Bitki yaprakları genç, ama tam gelişmiş olduklarında, çiçekler ise tam olarak açtıklarında, genç ve tazeyken toplanmalıdır. Toprağın üstündeki bitkinin tümü, çiçeklenme aşamasında, meyveler ise tam olarak olgunlaştıklarında toplanır. Kökler, ancak gelişmelerini tamamladıklarında, genellikle ilkbaharda veya sonbaharda sökülmelidir. Ağaç kabukları ise ilkbaharda, genç dallardan soyulmalıdır. Dallar bu mevsimde henüz kurumamış olduğu için, kabuklar daldan kolayca ayrılacaktır.
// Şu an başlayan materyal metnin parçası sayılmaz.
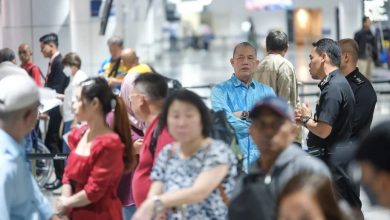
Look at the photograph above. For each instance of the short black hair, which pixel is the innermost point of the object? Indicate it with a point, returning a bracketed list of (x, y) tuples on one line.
[(6, 54), (153, 85), (365, 18), (244, 44), (49, 38), (331, 48), (192, 98), (72, 59), (375, 148), (276, 41), (115, 40)]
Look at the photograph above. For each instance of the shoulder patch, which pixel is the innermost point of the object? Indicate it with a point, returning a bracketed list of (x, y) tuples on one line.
[(357, 80)]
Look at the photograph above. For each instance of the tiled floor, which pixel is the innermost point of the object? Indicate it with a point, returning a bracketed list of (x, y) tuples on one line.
[(201, 68)]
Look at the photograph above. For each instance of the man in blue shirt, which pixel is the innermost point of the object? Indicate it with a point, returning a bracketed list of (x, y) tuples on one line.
[(20, 196), (238, 95)]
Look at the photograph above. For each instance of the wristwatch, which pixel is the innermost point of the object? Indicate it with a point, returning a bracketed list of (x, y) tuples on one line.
[(158, 205), (305, 119), (244, 115)]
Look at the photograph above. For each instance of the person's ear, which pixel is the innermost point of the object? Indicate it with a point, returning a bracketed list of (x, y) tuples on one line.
[(95, 102)]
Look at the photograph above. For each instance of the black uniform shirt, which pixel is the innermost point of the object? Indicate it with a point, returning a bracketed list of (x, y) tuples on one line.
[(335, 107), (365, 100)]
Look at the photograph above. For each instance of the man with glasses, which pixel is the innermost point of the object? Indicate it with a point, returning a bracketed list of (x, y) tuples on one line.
[(147, 99), (20, 196), (238, 95), (273, 130)]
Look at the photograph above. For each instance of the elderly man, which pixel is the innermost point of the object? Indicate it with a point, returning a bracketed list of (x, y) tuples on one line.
[(238, 95), (112, 68), (147, 99), (276, 71), (20, 196), (273, 130)]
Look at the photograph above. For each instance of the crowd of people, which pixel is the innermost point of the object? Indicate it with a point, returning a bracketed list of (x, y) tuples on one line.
[(138, 150)]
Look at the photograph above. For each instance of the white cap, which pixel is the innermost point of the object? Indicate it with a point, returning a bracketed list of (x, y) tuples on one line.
[(17, 92)]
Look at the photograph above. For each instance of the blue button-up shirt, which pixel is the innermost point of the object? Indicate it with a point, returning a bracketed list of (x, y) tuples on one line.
[(234, 96), (20, 196)]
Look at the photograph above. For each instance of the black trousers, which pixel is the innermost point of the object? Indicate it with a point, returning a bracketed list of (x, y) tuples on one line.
[(53, 140)]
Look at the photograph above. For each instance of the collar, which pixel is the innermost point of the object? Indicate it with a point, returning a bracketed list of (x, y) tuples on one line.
[(327, 78), (27, 65), (8, 145), (353, 73), (54, 56), (237, 82)]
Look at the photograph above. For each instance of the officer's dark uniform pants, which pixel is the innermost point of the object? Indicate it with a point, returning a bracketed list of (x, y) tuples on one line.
[(53, 141)]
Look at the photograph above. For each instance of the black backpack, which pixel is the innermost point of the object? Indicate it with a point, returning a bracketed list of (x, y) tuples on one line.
[(222, 130), (255, 200)]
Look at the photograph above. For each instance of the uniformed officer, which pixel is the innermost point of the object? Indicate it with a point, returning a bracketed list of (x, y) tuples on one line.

Şifalı bitkilerin kurutulması, içerdikleri etken maddelerin değişime uğramasını ve yok olmasını önler. Ayrıca, mantarların ve bakterilerin yaşam alanları da böylece kurutulmuş olur. Bitkilerin kurutulmasının, konserve etmek anlamında algılanması gerekir ve toplamanın hemen ardından gerçekleştirilmelidir. Kurutma için en uygun ortam, havadar ve gölgeli bir yer olacaktır. Güneş altında kurutulmak istenen bitkiler, çiçek, yaprak ve meyvelerinde bulunan uçucu yağları yitirirler. En ideali, bitkileri büyücek bir elek üstüne yatırılarak veya demet halinde saplarından bağlanıp, yüksek bir yere asılarak kurutulmasıdır. Bitkilerin tam anlamıyla kurumasına çok dikkat edilmelidir. Kuruma aşaması sona erdiğinde, bitkiler elden geldiğinse ince kıyılarak, hava almayan kaplarda, kullanıma hazır biçimde saklanmalıdır.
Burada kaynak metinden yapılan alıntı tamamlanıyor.